The second thing I noticed was an overuse of profanity. I'm obviously not against profanity or I wouldn't have used it in the first place, and sorry, but replacing an exclamation like "Fuck!" to "Fiddlesticks!" is nuts, That said, though I'm not writing for a Christian audience, too much profanity can be off-putting.

And what I considered a "cute" running joke at the time about everyone in her new town being related to everyone else turned into a tired cliche. I notice that I began running out of familial relationships and starting using terms like "his aunt's second husband's nephew's wife". While I like the concept as a whole, I went too far overboard with it. (I know I was amusing myself at the time, but I could have still done that and then deleted!)

On the plus side, once the story gets moving, my dialogue and setting descriptions are quite fabulous. I was impressed. I'm consistently great with dialogue, but settings are my downfall. My writing mind, I guess, doesn't think in terms of settings. I'm too focused on what's going on in the MC's head. Maybe the main character settling in an unfamiliar town helped. Another plus is that the supporting characters are appropriately quirky.

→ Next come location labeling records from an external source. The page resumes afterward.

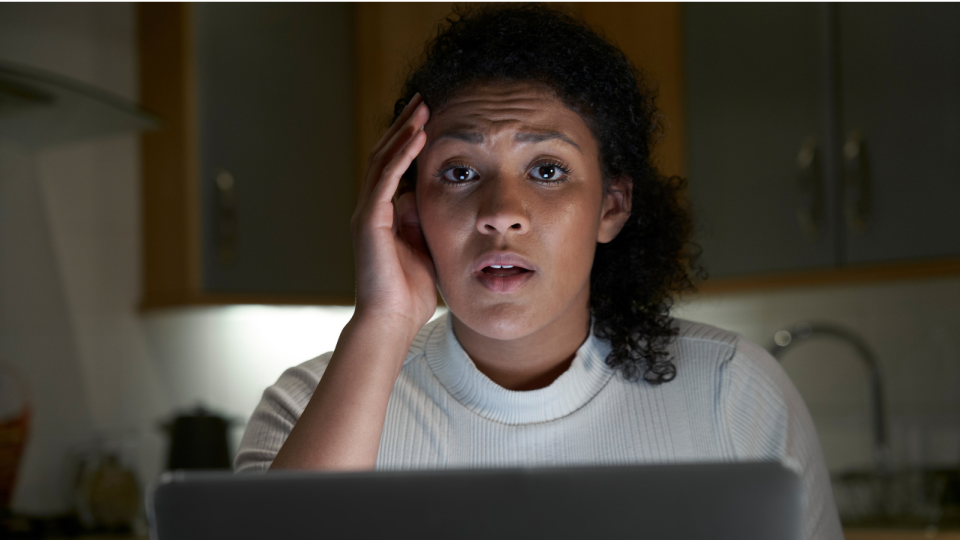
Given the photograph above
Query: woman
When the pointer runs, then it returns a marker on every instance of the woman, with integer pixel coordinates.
(532, 204)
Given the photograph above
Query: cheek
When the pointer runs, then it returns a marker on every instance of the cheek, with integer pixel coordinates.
(444, 222)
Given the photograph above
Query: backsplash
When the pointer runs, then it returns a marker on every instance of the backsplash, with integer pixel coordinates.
(913, 328)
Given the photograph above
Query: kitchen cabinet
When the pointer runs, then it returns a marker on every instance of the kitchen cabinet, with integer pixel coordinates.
(277, 183)
(822, 138)
(900, 91)
(249, 188)
(268, 114)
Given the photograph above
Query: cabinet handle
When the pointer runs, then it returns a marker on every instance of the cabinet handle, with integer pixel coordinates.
(810, 189)
(225, 217)
(856, 181)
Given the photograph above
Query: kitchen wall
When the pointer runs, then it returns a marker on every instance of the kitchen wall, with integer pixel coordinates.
(69, 286)
(913, 328)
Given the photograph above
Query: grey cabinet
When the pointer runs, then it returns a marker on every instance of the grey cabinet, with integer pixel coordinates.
(822, 135)
(900, 90)
(276, 117)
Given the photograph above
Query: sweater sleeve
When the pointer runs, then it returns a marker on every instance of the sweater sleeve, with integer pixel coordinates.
(278, 411)
(767, 419)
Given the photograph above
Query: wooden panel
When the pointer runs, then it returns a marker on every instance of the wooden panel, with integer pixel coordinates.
(390, 39)
(171, 250)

Then comes my big conundrum. It's one thing to name a song; but a title alone is sterile. And what if the reader doesn't even know the song? What resonance would its title have? I've determined that I'm going to need to describe the essence of the song in my own words and demonstrate its effect on the person hearing it. See, songs are rather crucial to the story, since it completely revolves around live music performances. I'm not just throwing in songs "because". In one instance a character is sending a veiled message to someone by choosing to sing a particular song onstage. The lyrics would drive a nail through that message, but alas, that's just not in the cards.

Oh, one more thing: I think the cover will need to be changed. It's not that I don't like it, but I suppose it screams "western movie" or God forbid, "romance". 

If I hated this book the way I hated Radio Crazy, revising it would be excruciating. But I really like this story! I want to make it shine and also make it sell. Silly or not, I'm excited about the rework.